Calgary

Chicken slaughterhouse to move after years of complaints from inner-city Calgary residents

A chicken-killing facility in inner-city Calgary that has been a source of frustration for nearby residents for years is to be relocated to make room for the new Green Line of the LRT, city officials said Tuesday.

City and company strike tentative deal to relocate Lilydale plant and make way for Green Line LRT in Ramsay

Long-time Ramsay resident Fred Wain told CBC last year he's OK with the Lilydale plant near his home, noting it was there long before most of the 'new Ramsay people' who are now complaining about it. (Falice Chin/CBC)

A chicken-killing facility in inner-city Calgary that has been a source of frustration for nearby residents for years is to be relocated to make room for the new Green Line of the LRT, city officials said Tuesday.

Residents of the southeast community of Ramsay have long complained about the Lilydale plant and its unpleasant smells, loud noises, ammonia leaks, blood spills and even chickens running around with their heads cut off.

Some residents even tried suing the company in 2011, while others have defended the decades-old plant, noting it was there long before most people moved in to nearby homes.

On Tuesday, the city announced it is "working towards an agreement to purchase the land" that the plant sits on in order to make room for the new light-rail transit line that is due to be built through the area in the coming years.

"Strategic land purchases such as this will enable development to occur over time around our transit stations," Michael Thompson, the city's director of transportation infrastructure, said in a release.

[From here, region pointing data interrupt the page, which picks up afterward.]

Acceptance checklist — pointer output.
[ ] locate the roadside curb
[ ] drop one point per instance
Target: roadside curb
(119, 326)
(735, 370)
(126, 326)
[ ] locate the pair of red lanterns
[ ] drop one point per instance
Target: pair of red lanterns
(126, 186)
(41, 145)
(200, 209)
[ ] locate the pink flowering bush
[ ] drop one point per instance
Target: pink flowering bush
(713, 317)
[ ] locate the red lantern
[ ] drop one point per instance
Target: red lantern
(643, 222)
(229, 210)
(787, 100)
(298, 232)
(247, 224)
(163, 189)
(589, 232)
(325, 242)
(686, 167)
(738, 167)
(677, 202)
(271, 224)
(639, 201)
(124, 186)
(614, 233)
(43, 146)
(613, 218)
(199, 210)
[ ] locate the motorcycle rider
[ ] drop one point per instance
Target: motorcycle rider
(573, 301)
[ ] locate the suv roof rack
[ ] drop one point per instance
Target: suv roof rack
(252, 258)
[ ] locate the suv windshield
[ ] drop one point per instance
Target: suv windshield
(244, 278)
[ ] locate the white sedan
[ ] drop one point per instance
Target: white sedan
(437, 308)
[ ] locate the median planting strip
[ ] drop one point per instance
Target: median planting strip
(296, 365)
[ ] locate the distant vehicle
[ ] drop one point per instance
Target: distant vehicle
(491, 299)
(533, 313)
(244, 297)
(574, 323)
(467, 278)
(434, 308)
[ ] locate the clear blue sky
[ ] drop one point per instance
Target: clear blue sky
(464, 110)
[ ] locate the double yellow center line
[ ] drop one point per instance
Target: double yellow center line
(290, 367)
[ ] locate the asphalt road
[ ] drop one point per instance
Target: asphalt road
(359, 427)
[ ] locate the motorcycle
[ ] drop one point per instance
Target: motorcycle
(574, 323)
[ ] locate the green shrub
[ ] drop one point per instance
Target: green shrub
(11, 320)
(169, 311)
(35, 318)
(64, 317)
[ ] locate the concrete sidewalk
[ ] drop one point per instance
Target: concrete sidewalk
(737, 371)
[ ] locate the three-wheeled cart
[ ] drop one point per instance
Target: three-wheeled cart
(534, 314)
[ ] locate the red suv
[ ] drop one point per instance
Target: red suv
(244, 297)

Sofina Foods Inc., which owns the plant, is also in talks to buy city-owned land in the Dufferin North industrial area to build a new facility.

"We are happy to be able to remain in the Calgary area," CEO Michael Latifi said in a release.

"The new site is ideally situated to ensure a smooth transition for our producers, for our suppliers and for our employees."

The city said it will take at least a year to finalize the real-estate transactions and details of the negotiations aren't expected to be made public until late 2018.